Jornal do Brasil

Terça-feira, 21 de Outubro de 2014

Rio

Liminar determina melhorias no hospital no Complexo de Bangu

Agência Brasil

O Ministério Público do Estado do Rio de Janeiro (MPRJ) conseguiu hoje (8), na Justiça, uma liminar que obriga o Estado a apresentar um cronograma para a recomposição e expansão do atendimento médico no Hospital Prisional – UPA Hamilton Agostinho, no Complexo Penitenciário de Gericinó, em Bangu, zona oeste do Rio. A finalidade da Ação Civil Pública movida pelo MPRJ foi a de melhorar o serviço público na unidade de saúde.
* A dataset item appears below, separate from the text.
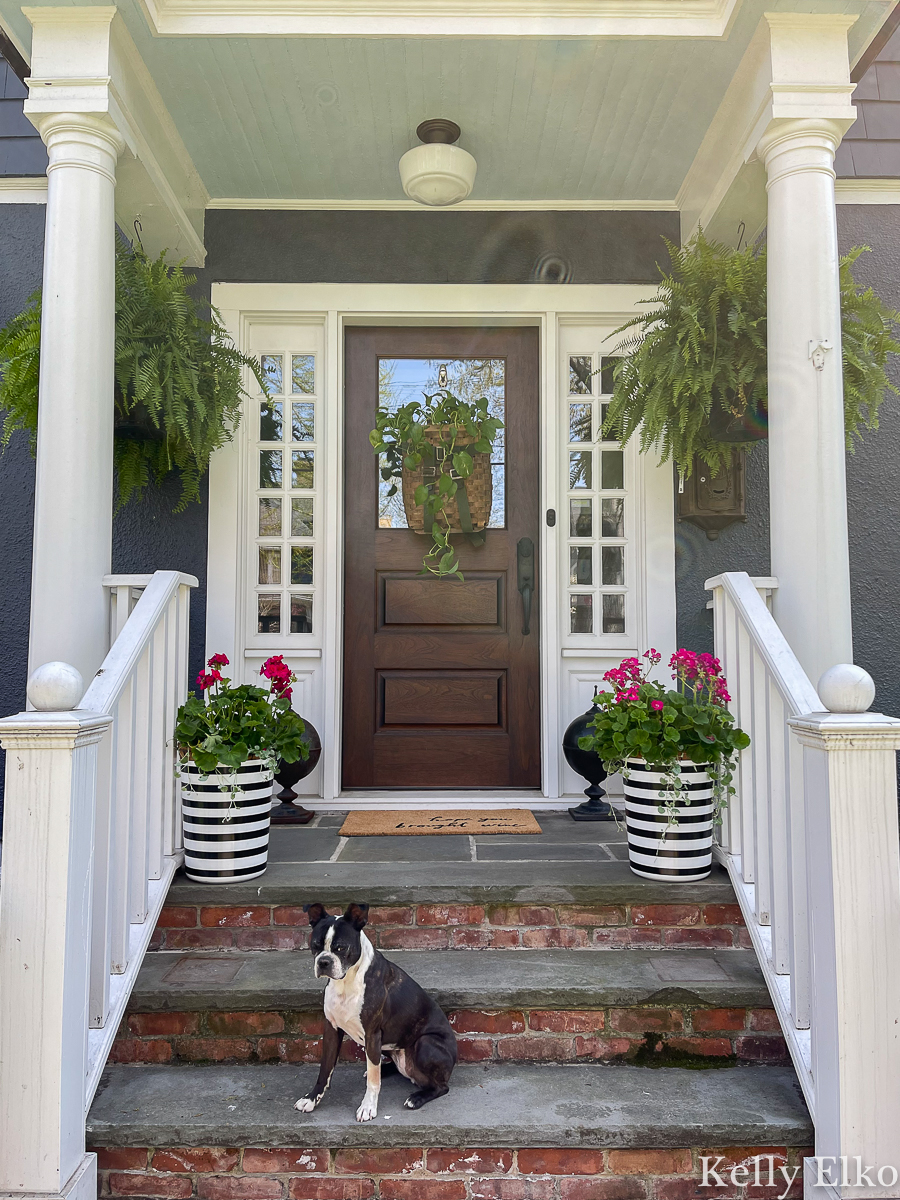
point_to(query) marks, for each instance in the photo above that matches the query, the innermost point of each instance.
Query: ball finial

A 3ª Promotoria de Justiça de Saúde instaurou inquéritos civis e buscou solução extrajudicial ao longo de três anos, durante os quais foram detectados: déficit de recursos humanos no hospital, decorrente do esvaziamento do quadro de servidores estatutários da saúde prisional; demanda urgente de saneamento do serviço de saúde prestado, com solução para a falta de medicamentos; necessidade de obras, equipamentos e insumos para exames, assim como de aparelho de hemodiálise; organização de protocolos e fluxos de atendimento entre o hospital, as unidades prisionais e as unidades de saúde do SUS; além da necessidade de cumprir exigências quanto à segurança dos profissionais.

Agora, o Estado deverá contratar uma organização social (OS) para operar o hospital por até 12 meses. Ao longo desse período, a Secretaria de Estado de Administração Penitenciária (Seap) e a Secretaria de Estado de Saúde (SES) devem definir suas responsabilidades quanto à gestão, implantação e alocação de recursos do hospital. Depois desse período, o Estado deverá retomar a prestação do serviço por administração direta ou indireta.

Em 45 dias, deverá ser apresentado um cronograma que detalhe a contratação de novos profissionais de saúde, médicos e outros especialistas, além de funcionários administrativos. A estrutura física do Hospital – UPA também deverá ter melhorias, como substituição das camas de alvenaria, instalação de adequado sistema de ventilação na UPA, refrigeração e reparos de infiltrações. Equipamentos para exames e tratamentos, como hemodiálise, e insumos hospitalares deverão ser adquiridos.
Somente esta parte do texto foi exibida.